Now, you could combine this approach with the list of lines you are now using, but in doing so you run into a few problems: first, you end up with most of the individual buffers (the lines in the array) containing an unpredictable number of empty cells - anything past the end of the line will be empty. Second, it doesn't play well with the use of newline characters; while this is as much a problem with newlines themselves as it is with this design, it is still something to be aware of. Most serious of all, using an array (as opposed to a linked list) for this sort of 'list of lines' makes cut and paste a massive headache - you end up having to copy a whole series of lines, one at a time, up or back cascading along the area affected. This is precisely the result that the gap-buffer approach is meant to avoid.

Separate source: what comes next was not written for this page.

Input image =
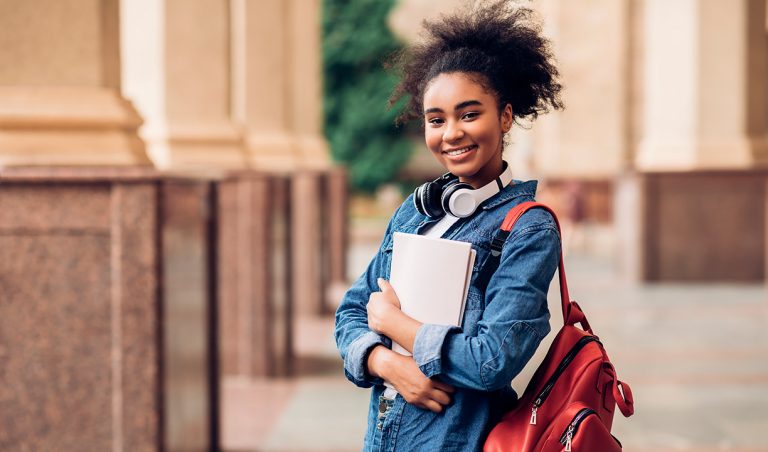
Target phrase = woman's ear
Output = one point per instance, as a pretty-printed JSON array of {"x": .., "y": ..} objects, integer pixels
[{"x": 507, "y": 118}]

Linked lists are more effective for this but can eventually become a nasty tangle, and every time you go from one line to another you have to chase pointers to the one you need. Finally, it makes reading in and writing out a file or data set a massive headache, as you can't simply fill a single buffer or small set of buffers - you need to load or write each line in sequence.
Mind you, my own plans, which revolve around Xanalogical storage, are pretty close to the linked list approach; Finseth even discusses the idea of delta lists method (in which only a list representing the changes are actually held, rather than whole buffers) for unlimited undo both regarding their advantages and disadvantages. Even if you don't use the TECO model, it is worth knowing about and understanding.